O culto à padronização corporal no Brasil
Enviada em 22/06/2020
Retratando o culto à aparência, a cantora norte-americana Beyoncé compôs a música “Pretty Hurts”, em que diz: “A perfeição é a doença de uma nação”. Tal trecho nos leva a refletir não só sobre fatos atuais — como o avanço de recursos tecnológicos que visam o aperfeiçoamento da estética — mas também elementos históricos — como a personagem da mitologia grega Narciso, a qual morreu por se apaixonar pelo reflexo de sua própria imagem. Dessa forma, a consolidação dos padrões impostos na Idade Contemporânea é um risco à saúde física e mental da sociedade brasileira, além de uma confirmação da desigualdade social já existente.
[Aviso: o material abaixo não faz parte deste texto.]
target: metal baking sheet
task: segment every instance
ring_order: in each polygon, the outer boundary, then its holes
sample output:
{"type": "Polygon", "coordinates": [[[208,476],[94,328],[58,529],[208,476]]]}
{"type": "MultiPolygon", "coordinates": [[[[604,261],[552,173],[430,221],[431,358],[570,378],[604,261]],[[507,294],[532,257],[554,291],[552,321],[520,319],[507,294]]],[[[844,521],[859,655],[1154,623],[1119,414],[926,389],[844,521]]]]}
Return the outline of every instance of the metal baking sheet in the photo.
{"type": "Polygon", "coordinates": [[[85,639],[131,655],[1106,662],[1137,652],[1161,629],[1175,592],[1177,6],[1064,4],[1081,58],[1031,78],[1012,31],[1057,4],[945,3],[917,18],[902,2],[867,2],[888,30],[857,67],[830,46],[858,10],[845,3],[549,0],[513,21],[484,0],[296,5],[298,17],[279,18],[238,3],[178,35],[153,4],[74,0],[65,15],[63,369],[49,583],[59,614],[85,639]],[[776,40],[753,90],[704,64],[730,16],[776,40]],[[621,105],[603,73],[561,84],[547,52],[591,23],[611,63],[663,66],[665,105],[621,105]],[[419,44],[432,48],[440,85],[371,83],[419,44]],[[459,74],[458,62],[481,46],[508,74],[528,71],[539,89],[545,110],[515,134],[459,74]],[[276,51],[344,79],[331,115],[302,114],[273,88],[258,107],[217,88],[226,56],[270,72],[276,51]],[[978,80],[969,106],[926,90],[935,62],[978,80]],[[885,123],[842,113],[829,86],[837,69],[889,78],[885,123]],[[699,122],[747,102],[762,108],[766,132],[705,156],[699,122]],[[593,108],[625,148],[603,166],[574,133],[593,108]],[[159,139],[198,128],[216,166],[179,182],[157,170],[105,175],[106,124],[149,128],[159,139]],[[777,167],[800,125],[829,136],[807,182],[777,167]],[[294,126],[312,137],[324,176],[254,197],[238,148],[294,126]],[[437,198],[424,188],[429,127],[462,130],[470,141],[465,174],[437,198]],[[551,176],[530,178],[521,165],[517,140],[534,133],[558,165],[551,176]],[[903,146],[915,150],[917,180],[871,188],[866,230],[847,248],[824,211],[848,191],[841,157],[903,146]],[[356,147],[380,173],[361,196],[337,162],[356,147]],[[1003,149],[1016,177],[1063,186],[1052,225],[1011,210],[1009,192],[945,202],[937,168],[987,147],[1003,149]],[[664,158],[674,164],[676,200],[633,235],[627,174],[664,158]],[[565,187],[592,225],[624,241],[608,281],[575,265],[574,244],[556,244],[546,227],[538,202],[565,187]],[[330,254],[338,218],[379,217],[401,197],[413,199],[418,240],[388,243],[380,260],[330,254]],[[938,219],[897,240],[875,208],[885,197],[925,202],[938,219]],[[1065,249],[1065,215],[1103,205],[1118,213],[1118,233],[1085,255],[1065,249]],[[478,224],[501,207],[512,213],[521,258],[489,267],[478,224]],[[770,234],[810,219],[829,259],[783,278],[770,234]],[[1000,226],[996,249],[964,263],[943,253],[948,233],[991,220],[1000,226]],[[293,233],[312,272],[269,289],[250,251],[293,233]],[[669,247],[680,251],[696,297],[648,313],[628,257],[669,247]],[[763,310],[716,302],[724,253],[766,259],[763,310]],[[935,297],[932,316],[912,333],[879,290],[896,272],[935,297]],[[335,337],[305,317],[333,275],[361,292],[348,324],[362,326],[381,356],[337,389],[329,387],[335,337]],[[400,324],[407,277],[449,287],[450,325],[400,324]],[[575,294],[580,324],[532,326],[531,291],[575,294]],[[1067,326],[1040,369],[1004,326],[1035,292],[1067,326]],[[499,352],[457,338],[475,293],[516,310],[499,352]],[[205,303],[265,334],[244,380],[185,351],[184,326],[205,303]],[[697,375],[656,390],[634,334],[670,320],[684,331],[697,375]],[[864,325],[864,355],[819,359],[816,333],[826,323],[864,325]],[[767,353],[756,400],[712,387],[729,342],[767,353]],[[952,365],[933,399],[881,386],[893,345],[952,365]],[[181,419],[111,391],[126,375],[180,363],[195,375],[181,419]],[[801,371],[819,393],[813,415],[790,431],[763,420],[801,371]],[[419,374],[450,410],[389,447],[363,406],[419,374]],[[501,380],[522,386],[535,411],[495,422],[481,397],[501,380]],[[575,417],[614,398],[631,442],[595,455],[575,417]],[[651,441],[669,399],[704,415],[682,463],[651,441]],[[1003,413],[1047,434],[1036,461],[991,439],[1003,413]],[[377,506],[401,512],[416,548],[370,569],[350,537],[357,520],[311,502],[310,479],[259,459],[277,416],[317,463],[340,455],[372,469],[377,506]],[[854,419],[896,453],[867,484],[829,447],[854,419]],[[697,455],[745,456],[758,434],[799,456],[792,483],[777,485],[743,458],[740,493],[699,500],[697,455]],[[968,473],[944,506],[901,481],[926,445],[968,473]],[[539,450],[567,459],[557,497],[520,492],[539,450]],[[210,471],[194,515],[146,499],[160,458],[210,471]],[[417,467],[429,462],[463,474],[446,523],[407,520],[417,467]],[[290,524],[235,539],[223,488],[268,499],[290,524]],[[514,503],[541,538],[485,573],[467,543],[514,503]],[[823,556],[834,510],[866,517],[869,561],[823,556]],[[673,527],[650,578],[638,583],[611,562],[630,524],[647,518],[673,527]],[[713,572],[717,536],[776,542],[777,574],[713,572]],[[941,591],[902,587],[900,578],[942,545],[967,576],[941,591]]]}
É importante ressaltar, em primeiro plano, os distúrbios gerados por essa padronização obrigatória. A questão da valorização do corpo perfeito tem origem na Grécia Antiga com o surgimento das Olimpíadas, evento criado para se cultuar o corpo em homenagem aos deuses. Atualmente, a sociedade exibe sua imagem nas redes sociais, em uma busca contínua pela aprovação social e satisfação pessoal. Essas plataformas digitais inviabilizam a aceitação da diversidade de aparências, visto que um padrão é imposto e, assim, todos sentem que devem segui-lo. Por conseguinte, os jovens são o principal alvo desse arquétipo atual, devido à suscetibilidade que apresentam por estarem começando a socializar e, nesse contexto, também são os mais afetados pela dedicação à beleza, manifestando casos clínicos como: bulimia, depressão, ansiedade, anorexismo, e até o suicídio.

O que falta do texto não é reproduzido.